Real Leaders Are Forged in Crisis

We are living through a global health crisis with no modern-day precedent. What governments, corporations, hospitals, schools, and other organizations need now, more than ever, are what the writer David Foster Wallace called “real leaders” — people who “help us overcome the limitations of our own individual laziness and selfishness and weakness and fear and get us to do better, harder things than we can get ourselves to do on our own.”

Nancy Koehn of The Harvard Business Review has studied courageous crisis leaders for two decades, and through this work, she states that real leaders are not born; the ability to help others triumph over adversity is not written into their genetic code. They are, instead, made. They are forged in crisis. Leaders become “real” when they practice a few key behaviors that gird and inspire people through difficult times. As Covid-19 tears its way through country after country, town after town, neighborhood after neighborhood, here’s what we can learn from how some of history’s iconic leaders acted in the face of great uncertainty, real danger, and collective fear.

  • Acknowledge people’s fears, then encourage resolve.
    Your job, as a leader today, is to provide both brutal honesty — a clear accounting of the challenges your locality, company, non-profit, or team faces — and credible hope that collectively you and your people have the resources needed to meet the threats you face each day: determination, solidarity, strength, shared purpose, humanity, kindness, and resilience. Recognize that most of your employees are anxious about their health, their finances, and, in many cases, their jobs. Explain that you understand how scary things feel, but that you can work together to weather this storm.

  • Give people a role and purpose.
    Real leaders charge individuals to act in service of the broader community. They give people jobs to do. In the current crisis, leaders must act in a similar fashion — giving their followers direction and reminding them why their work matters.
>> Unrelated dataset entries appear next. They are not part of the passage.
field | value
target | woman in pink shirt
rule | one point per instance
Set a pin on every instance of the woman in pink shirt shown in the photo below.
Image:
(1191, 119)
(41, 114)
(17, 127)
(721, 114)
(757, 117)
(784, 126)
In organizations providing essential services, such as government agencies, hospitals, pharmacies, grocery stores, food and healthcare equipment manufacturing plants, news outlets, scientific labs, non-profits serving the poor and many others — this raison d’ etre will be immediately apparent. But it’s still vitally important to emphasize the key role that each person involved in the operation plays. And, in other businesses, the new mission can be as simple as helping all stakeholders navigate this crisis as effectively as possible.
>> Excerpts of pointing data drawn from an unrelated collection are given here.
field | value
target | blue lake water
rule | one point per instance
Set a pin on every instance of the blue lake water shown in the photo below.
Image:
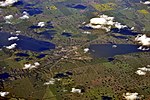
(66, 34)
(26, 43)
(22, 54)
(41, 56)
(106, 50)
(4, 76)
(48, 34)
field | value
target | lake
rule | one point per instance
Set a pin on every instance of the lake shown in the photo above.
(107, 50)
  • Emphasize experimentation and learning. 
    To successfully navigate crisis, strong leaders quickly get comfortable with widespread ambiguity and chaos, recognizing that they do not have a crisis playbook. Instead, they commit themselves and their followers to navigating point-to-point through the turbulence, adjusting, improvising, and re-directing as the situation changes and new information emerges. Courageous leaders also understand they will make mistakes along the way and they will have to pivot quickly as this happens, learning as they go.

  • Tend to energy and emotion  yours and theirs. 
    Crises take a toll on all of us. They are exhausting and can lead to burnout. For many, who lose loved ones, they are devastating. Thus, one critical function of leadership during intense turbulence is to keep your finger on the pulse of your people’s energy and emotions and respond as needed.

We — all of us — will be remembered for how we manage ourselves and others through this crisis. How will you, your team, your organization, our society connect, persevere, and progress? How will we emerge from this experience collectively stronger?